The regulations suggest a notice such as: "Your health plan is committed to helping you achieve your best health. Rewards for participating in a wellness program are available to all employees. If you think you might be unable to meet a standard for a reward under this wellness program, you might qualify for an opportunity to earn the same reward by different means. Contact us at [insert contact information] and we will work with you (and, if you wish, with your doctor) to find a wellness program with the same reward that is right for you in light of your health status."

Materials that simply state a wellness program is available do not need to include the reasonable-alternative disclosure.

A communication that discusses a premium reduction or surcharge must include the reasonable-alternative notice. Also, if the plan sends any type of a notice to participants stating they have not met the standard, that notice must include the reasonable-alternative disclosure.


Employers who wish to charge employees different premiums for the GHP based on their use or abstention from tobacco can only do so with a bona fide wellness program in place, including reasonable alternatives. Failure to do so is a violation of HIPAA's nondiscrimination regulations.
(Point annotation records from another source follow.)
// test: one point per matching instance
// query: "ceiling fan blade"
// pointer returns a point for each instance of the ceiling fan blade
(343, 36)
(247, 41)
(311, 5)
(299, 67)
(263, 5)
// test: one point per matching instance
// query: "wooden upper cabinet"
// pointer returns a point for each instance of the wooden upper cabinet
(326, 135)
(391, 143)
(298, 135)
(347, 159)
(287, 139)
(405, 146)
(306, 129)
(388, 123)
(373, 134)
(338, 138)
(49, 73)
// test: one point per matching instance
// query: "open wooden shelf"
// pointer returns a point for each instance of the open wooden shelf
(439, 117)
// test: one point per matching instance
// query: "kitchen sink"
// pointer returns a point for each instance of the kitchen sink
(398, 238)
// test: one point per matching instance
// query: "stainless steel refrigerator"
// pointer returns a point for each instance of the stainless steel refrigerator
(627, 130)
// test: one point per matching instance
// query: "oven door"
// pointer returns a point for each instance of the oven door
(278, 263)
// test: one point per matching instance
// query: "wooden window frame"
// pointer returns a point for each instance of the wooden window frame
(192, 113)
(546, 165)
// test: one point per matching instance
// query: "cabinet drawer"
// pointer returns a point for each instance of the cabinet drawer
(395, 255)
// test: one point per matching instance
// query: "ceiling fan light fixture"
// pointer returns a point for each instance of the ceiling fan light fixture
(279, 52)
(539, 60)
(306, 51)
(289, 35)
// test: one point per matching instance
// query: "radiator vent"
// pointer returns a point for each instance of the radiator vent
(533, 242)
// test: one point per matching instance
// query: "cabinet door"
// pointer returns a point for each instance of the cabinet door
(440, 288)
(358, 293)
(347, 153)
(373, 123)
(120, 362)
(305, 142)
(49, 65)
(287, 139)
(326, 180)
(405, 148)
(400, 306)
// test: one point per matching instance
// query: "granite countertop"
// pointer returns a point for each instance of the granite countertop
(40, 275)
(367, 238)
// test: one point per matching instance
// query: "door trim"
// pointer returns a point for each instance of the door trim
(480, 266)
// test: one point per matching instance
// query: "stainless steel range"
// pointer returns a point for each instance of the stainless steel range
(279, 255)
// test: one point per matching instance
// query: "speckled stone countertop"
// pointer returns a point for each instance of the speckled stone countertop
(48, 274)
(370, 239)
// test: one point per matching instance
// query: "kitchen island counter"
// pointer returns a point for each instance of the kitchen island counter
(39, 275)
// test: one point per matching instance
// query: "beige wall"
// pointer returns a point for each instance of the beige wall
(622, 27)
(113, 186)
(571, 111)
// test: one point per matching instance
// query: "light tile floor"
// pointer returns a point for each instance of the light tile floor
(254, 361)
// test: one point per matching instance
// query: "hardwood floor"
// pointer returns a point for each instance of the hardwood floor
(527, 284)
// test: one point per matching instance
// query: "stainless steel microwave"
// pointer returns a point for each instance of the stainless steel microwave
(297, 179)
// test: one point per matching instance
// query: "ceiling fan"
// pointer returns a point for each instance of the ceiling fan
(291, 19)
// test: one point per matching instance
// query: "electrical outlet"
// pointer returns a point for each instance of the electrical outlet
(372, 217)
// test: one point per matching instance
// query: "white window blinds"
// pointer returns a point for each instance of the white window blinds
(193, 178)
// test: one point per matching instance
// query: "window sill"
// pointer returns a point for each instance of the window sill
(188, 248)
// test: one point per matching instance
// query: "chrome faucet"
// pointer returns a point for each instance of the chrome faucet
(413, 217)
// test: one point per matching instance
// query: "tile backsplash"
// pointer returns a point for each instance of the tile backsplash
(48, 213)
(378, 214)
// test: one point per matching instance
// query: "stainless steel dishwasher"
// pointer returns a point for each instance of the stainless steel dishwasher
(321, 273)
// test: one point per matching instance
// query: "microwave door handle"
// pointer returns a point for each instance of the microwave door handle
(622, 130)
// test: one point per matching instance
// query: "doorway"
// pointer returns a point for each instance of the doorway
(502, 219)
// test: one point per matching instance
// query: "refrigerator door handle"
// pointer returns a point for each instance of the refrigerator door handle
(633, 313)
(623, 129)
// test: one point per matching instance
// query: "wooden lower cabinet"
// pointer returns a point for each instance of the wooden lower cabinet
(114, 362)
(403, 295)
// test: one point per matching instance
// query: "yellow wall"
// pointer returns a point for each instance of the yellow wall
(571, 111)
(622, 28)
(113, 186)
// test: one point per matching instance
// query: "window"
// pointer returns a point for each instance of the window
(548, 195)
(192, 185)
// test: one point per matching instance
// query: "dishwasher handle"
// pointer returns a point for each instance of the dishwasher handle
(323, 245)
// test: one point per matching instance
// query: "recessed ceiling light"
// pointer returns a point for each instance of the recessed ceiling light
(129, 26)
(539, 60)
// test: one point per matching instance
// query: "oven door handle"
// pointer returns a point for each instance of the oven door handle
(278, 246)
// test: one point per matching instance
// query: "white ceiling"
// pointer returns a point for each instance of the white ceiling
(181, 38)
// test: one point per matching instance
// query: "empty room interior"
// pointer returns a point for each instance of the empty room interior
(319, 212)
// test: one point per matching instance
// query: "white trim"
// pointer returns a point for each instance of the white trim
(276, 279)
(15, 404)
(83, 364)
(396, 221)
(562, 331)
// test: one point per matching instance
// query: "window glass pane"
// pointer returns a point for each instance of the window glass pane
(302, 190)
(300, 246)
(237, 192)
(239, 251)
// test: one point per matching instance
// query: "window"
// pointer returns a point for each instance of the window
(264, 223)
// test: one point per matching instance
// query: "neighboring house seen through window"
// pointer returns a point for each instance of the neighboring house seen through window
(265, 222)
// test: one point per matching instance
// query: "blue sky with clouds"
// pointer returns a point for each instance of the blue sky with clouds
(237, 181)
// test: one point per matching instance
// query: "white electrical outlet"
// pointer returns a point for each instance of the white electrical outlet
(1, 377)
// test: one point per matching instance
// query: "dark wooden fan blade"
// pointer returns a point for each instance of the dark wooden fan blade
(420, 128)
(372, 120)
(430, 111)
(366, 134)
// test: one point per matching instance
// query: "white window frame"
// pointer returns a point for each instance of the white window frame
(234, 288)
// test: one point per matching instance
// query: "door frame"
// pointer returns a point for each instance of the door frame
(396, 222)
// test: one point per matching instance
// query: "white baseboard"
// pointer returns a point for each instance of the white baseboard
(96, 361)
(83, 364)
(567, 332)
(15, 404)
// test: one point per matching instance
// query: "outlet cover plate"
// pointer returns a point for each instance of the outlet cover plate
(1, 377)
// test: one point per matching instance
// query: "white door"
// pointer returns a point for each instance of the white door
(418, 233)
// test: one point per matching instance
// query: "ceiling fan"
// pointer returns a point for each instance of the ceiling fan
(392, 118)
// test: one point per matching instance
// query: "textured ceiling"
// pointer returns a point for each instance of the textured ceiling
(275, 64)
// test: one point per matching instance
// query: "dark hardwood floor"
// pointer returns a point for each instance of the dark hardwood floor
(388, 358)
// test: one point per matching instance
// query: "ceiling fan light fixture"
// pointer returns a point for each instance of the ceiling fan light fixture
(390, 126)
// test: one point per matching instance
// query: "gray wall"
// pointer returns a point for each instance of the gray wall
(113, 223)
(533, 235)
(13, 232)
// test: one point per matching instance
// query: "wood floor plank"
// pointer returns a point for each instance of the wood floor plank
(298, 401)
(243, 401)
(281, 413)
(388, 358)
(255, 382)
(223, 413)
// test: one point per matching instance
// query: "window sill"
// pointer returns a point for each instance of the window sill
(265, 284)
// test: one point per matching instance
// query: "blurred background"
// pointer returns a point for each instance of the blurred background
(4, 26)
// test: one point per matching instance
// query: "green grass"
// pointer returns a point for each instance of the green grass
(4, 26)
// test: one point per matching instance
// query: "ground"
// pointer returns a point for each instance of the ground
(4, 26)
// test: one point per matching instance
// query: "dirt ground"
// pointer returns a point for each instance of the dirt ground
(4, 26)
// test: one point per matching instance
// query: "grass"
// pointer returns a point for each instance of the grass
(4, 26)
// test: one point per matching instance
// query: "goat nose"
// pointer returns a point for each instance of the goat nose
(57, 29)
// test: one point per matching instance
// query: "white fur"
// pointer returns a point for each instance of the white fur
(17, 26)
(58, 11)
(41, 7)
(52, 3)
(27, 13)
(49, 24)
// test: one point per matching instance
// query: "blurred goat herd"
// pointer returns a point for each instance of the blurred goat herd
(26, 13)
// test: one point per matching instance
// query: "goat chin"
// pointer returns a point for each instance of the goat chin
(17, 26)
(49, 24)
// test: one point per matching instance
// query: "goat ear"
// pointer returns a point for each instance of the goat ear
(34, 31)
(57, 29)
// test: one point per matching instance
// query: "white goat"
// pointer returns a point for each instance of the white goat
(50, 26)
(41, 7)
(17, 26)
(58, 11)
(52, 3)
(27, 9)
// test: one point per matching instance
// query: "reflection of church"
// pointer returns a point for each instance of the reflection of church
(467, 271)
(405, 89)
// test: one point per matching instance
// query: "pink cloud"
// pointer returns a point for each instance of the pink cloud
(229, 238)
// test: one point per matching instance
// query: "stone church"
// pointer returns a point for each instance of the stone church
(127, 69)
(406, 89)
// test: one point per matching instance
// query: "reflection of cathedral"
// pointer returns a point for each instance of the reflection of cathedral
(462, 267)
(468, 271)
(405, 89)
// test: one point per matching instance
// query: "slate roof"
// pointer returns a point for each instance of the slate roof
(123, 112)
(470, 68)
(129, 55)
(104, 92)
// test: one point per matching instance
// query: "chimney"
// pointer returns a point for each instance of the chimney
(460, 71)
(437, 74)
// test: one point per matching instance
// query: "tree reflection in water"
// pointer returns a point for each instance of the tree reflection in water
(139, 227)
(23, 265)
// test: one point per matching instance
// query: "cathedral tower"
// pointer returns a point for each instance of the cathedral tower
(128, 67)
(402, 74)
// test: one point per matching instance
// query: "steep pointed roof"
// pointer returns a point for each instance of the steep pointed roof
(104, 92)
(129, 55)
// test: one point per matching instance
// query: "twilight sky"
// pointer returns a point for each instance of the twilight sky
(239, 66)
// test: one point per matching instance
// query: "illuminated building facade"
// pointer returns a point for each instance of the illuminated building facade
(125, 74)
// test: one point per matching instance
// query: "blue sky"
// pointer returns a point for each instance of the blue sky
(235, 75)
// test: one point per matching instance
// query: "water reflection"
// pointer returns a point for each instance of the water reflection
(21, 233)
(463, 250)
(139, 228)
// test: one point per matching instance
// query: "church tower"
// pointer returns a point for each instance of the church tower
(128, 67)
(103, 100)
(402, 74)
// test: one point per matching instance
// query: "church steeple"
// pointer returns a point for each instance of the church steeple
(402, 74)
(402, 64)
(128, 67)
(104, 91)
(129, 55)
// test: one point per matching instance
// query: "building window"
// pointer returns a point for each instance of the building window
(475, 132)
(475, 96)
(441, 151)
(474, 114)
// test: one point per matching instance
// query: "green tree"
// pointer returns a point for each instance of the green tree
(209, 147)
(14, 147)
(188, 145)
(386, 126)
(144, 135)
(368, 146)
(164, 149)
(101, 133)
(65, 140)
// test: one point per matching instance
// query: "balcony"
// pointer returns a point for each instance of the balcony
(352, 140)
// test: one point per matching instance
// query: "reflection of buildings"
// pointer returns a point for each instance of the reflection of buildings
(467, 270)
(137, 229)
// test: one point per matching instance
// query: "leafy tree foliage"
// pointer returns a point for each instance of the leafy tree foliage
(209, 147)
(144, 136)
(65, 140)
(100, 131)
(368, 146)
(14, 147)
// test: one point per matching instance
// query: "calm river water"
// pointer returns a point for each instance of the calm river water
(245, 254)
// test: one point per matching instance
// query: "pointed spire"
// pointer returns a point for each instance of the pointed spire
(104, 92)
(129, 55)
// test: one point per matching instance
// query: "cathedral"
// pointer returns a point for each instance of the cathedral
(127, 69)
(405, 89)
There is also no acceptable method for employers to require employees to "prove" that they have quit using tobacco, by virtue of the reasonable-alternative requirements.

An employer may require an employee to certify that he or she is not a smoker and provide that the company's usual rules for falsification apply. Some employers require confirmation through a blood, breath or urine test; employers considering this should consult with local counsel as some states prohibit this. This type of confirmation would trigger the wellness program requirements under ADA and GINA, and would limit the incentive that could be offered to 30% rather than 50%. Some employers require a note from the employee's physician certifying the employee does not use tobacco.

Because of the ACA's anti-rescission rules, if an employee misrepresented his or her smoker status, the employer could not terminate the employee's coverage for falsification, but it likely could charge the smoker premium retroactively. Employers should also avoid any program design that includes "random" tobacco checks. This would likely violate ADA and GINA, as well as HIPAA.


Self-funded and large insured plans may use any definition they prefer, although because of the annual qualification requirement, the tobacco-free period should not exceed 12 months. Employers should clearly explain what is meant by tobacco use, including whether it includes smokeless tobacco like chewing tobacco and e-cigarettes.

Insurers that differentiate between tobacco and non-tobacco users in the small-group and individual markets may not define tobacco use more strictly than using tobacco in any form an average of four or more times per week during the past six months. While employers are not required to use this standard, it may provide a starting place.